Whoa, that guy is an absolute beast.

Can't wait to see pics on a better camera!


----------



## Death in #'s (Apr 29, 2003)

you know you can post multiple pics in one post


----------



## rbp 4 135 (Mar 2, 2004)

33truballa33 said:


> u try hand feeding him yet ??
> 
> 
> 
> ...


 more like feeeding him a hand


----------



## piranhafreak007 (Oct 20, 2004)

rbp 4 135 said:


> more like feeeding him a hand
> [snapback]843103[/snapback]​


lollllllllllll


----------



## Gordeez (Sep 21, 2003)

Awesome Man, Fuccing Awesome!


----------



## kove32 (Oct 26, 2004)

Defenitly a very nice fish!! Get like a 10" koi in there and get some pics! haha


----------



## kove32 (Oct 26, 2004)

O ya, I have a baby one!

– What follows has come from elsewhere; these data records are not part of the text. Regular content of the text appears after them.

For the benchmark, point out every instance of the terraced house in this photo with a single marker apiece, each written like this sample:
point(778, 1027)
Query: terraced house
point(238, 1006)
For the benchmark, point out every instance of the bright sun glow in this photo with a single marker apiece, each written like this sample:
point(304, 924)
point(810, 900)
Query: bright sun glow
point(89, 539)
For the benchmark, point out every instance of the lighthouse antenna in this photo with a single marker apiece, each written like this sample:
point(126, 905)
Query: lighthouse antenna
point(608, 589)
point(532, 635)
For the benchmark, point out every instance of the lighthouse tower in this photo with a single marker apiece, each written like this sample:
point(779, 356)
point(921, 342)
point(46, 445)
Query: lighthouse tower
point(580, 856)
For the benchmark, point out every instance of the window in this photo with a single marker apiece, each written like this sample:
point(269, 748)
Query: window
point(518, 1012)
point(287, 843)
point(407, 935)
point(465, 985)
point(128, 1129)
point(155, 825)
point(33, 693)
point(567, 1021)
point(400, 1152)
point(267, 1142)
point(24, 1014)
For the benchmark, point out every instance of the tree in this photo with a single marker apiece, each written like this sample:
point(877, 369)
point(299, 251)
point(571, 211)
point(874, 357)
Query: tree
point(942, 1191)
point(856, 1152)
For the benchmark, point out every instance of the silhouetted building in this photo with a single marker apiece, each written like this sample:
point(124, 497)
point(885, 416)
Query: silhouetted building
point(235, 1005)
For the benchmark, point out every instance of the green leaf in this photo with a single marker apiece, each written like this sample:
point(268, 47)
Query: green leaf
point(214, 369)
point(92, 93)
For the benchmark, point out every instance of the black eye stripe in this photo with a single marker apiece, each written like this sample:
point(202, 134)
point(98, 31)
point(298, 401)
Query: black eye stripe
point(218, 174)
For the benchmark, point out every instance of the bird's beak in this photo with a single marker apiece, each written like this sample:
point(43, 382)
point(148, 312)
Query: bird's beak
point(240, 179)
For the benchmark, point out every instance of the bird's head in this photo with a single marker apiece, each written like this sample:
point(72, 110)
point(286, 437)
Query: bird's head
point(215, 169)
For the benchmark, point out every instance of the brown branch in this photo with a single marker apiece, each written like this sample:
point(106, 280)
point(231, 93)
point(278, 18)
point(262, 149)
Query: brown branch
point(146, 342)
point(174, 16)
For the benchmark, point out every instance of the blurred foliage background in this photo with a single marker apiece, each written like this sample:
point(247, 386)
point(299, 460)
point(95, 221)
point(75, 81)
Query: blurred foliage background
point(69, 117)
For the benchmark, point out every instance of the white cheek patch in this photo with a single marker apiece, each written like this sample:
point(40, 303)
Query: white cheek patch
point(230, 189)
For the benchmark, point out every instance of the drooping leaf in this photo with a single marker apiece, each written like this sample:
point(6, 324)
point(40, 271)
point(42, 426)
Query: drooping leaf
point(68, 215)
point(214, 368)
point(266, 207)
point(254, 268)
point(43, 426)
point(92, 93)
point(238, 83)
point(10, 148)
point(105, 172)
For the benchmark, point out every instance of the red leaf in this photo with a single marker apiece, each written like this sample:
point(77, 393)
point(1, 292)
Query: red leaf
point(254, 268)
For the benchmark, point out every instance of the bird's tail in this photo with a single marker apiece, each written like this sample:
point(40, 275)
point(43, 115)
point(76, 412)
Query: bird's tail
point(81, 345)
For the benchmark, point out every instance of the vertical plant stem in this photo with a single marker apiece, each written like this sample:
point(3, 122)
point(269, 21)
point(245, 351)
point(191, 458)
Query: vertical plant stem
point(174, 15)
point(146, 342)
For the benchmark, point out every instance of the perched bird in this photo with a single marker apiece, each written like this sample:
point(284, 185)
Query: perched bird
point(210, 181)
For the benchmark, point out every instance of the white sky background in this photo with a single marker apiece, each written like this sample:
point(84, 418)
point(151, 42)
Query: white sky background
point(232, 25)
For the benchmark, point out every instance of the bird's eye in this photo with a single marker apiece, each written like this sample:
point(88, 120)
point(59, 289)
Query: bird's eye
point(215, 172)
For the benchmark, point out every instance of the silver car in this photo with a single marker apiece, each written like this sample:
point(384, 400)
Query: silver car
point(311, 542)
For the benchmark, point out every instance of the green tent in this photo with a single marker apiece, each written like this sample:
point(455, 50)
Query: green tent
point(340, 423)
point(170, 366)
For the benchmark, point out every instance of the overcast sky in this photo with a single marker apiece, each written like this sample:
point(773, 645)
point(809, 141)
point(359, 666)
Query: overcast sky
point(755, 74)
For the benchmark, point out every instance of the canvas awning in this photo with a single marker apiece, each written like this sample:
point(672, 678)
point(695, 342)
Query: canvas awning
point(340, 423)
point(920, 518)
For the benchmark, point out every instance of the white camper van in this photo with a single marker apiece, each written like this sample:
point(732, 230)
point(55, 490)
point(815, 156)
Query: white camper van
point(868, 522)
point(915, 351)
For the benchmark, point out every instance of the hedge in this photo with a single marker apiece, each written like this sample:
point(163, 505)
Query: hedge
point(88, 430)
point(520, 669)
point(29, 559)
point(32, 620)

Lets hope he grows up to be like yours in about 10 years! haha


----------



## 33truballa33 (Oct 18, 2004)

yeah once this guy comes outta his shell hes nuts i saw him at Shark Aquarium.. scary sh*t man haha


----------



## piranhafreak007 (Oct 20, 2004)

33truballa33 said:


> yeah once this guy comes outta his shell hes nuts i saw him at Shark Aquarium.. scary sh*t man haha
> [snapback]843410[/snapback]​


lol definately, he was trying to kill me every time i looked at him!!!!!! how long till you think till he breaks outa his shell and gets like that, ive had him for about 3 weeks now, and hes getting a bit more aggressive already


----------



## piranhafreak007 (Oct 20, 2004)

Gordeez said:


> Awesome Man, Fuccing Awesome!
> [snapback]843366[/snapback]​


thanks for the compliments man


----------



## piranhafreak007 (Oct 20, 2004)

kove32 said:


> Defenitly a very nice fish!! Get like a 10" koi in there and get some pics! haha
> [snapback]843389[/snapback]​


just fed him a 8" koi i just picked up and he just ate yesterday!!!!!!!!!!!!


----------



## 33truballa33 (Oct 18, 2004)

i say about a fwe months till hes crazy again cause i think he was pretty used to his home at shark aquarium.. mayb sooner


----------



## Davo (Jan 29, 2004)

NIce big Boy that you have there. I envy you


----------



## piranhafreak007 (Oct 20, 2004)

Davo said:


> NIce big Boy that you have there. I envy you
> [snapback]843783[/snapback]​


thanks mman, hes awesome


----------



## caribekeeper (Feb 26, 2004)

Rhomkeepers of the world unite !!!

Wonderful looking fish, my friend....well done.

Rich


----------



## piranhafreak007 (Oct 20, 2004)

caribekeeper said:


> Rhomkeepers of the world unite !!!
> 
> Wonderful looking fish, my friend....well done.
> 
> ...


thanks man!!







this guy is the best P ive evr had :laugh:


----------



## Phatboy (Dec 14, 2003)

dude, WE NEED MORE PIX!


----------



## piranhafreak007 (Oct 20, 2004)

Phatboy said:


> dude, WE NEED MORE PIX!
> 
> 
> 
> ...


will get nex pix up VERYYYYYYYYYY soon and more clear


----------